X = df.drop(columns=[target_col])
y = df[target_col]


In [None]:
X_train, X_test, y_train, y_test = train_test_split(
    X, y, test_size=0.2, random_state=42
)

model = Pipeline([
    ("scaler", StandardScaler()),
    ("lasso_cv", LassoCV(alphas=None, cv=5, random_state=42, max_iter=10000))
])

model.fit(X_train, y_train)

best_alpha = model.named_steps["lasso_cv"].alpha_
best_alpha


In [None]:
lasso = model.named_steps["lasso_cv"]
coef = pd.Series(lasso.coef_, index=X.columns)

selected = coef[coef != 0].sort_values(key=np.abs, ascending=False)
dropped = coef[coef == 0].index.tolist()

print("Best alpha:", best_alpha)
print("Selected features (non-zero coefficients):")
display(selected.to_frame("Coefficient"))

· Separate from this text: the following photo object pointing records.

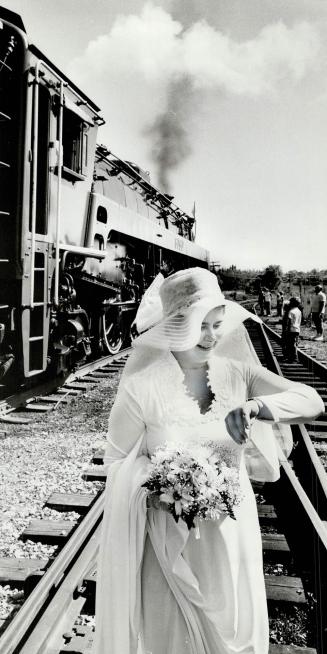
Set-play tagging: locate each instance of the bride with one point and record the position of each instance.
(192, 376)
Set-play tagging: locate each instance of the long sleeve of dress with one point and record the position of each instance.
(286, 401)
(126, 425)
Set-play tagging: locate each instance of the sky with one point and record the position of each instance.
(223, 101)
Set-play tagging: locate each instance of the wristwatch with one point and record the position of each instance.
(259, 402)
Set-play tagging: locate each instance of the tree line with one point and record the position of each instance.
(271, 277)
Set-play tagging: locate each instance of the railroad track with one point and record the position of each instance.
(291, 511)
(47, 394)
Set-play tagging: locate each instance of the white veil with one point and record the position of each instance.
(261, 452)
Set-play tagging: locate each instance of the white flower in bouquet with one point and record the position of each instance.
(194, 481)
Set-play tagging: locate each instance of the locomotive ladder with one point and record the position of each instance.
(4, 122)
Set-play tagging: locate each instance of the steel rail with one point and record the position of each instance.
(318, 467)
(24, 620)
(19, 399)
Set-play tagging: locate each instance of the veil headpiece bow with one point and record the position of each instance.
(169, 318)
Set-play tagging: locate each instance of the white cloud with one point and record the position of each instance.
(137, 70)
(154, 47)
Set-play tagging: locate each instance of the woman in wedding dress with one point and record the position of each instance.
(193, 376)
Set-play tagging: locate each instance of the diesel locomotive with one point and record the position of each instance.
(83, 232)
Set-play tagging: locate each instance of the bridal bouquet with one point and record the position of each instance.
(194, 481)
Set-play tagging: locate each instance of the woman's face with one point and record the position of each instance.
(209, 337)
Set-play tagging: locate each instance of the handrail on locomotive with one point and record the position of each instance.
(84, 232)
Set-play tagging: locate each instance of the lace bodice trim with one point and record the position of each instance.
(183, 409)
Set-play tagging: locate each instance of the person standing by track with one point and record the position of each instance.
(193, 381)
(318, 305)
(292, 329)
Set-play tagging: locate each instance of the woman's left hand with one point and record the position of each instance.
(239, 420)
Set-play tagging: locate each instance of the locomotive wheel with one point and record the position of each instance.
(112, 336)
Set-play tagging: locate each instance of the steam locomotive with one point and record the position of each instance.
(83, 233)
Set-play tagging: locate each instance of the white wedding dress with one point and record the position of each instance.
(160, 590)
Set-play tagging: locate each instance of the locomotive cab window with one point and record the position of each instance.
(75, 146)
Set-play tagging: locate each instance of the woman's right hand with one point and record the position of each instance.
(153, 502)
(239, 421)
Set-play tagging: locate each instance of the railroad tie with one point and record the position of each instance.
(15, 571)
(98, 473)
(82, 642)
(50, 532)
(79, 502)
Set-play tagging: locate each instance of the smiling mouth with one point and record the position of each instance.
(207, 347)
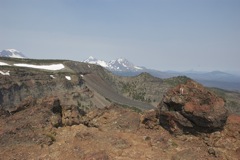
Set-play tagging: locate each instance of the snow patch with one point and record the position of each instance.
(52, 67)
(12, 50)
(68, 78)
(5, 73)
(4, 64)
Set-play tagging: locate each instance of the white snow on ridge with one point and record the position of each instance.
(4, 64)
(15, 55)
(5, 73)
(52, 67)
(137, 67)
(68, 78)
(52, 76)
(12, 50)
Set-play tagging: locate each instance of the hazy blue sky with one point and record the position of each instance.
(159, 34)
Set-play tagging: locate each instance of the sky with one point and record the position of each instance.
(179, 35)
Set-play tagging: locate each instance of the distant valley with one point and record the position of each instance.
(216, 79)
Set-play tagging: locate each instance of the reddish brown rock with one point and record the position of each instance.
(190, 107)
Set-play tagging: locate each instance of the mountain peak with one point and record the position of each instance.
(120, 64)
(13, 53)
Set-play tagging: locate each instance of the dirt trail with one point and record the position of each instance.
(99, 85)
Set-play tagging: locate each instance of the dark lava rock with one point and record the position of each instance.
(192, 108)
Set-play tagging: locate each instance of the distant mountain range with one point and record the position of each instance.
(13, 53)
(120, 64)
(123, 67)
(217, 79)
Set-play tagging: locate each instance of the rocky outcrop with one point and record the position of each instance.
(192, 108)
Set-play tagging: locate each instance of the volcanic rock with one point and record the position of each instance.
(192, 108)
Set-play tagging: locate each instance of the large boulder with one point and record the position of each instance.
(192, 108)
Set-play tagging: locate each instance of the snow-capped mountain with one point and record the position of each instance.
(93, 60)
(13, 53)
(120, 64)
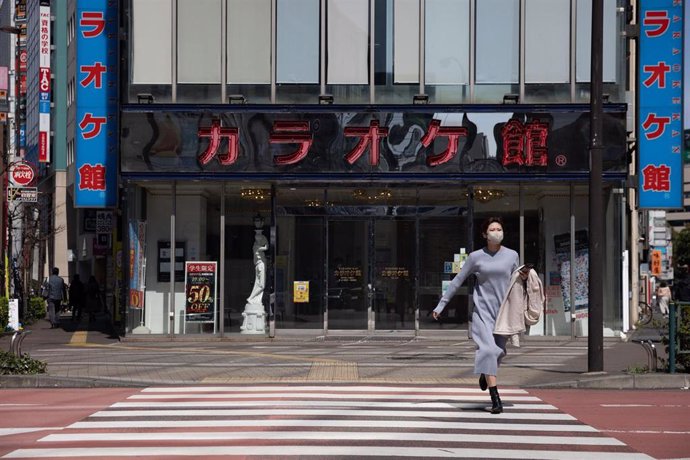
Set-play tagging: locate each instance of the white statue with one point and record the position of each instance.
(259, 248)
(254, 313)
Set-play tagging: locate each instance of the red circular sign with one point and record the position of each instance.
(22, 174)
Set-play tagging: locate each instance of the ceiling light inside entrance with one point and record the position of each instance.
(371, 194)
(484, 195)
(255, 194)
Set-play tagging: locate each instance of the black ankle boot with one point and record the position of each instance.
(496, 404)
(482, 382)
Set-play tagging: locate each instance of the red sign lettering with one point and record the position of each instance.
(291, 132)
(216, 133)
(453, 133)
(371, 135)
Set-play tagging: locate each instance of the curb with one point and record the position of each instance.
(624, 382)
(47, 381)
(606, 382)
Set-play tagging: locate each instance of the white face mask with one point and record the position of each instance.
(495, 236)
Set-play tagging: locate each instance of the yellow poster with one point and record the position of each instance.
(301, 292)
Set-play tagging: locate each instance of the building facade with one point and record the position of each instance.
(365, 141)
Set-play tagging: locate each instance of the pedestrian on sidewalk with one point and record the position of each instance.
(92, 302)
(57, 292)
(663, 295)
(76, 297)
(492, 266)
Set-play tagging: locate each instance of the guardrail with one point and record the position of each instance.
(677, 310)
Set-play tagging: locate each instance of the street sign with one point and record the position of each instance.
(21, 174)
(22, 194)
(656, 262)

y_pred = model.predict(X_test)
rmse = mean_squared_error(y_test, y_pred, squared=False)
r2 = r2_score(y_test, y_pred)

print(f"Test RMSE: {rmse:.4f}")
print(f"Test R^2 : {r2:.4f}")


## Interpretation

- LASSO selects a **sparse** subset of predictors by shrinking less-informative coefficients to zero.
- The retained (non-zero) coefficients highlight variables most strongly associated with the target property.
- This feature set can be used in subsequent models to reduce complexity while preserving predictive performance.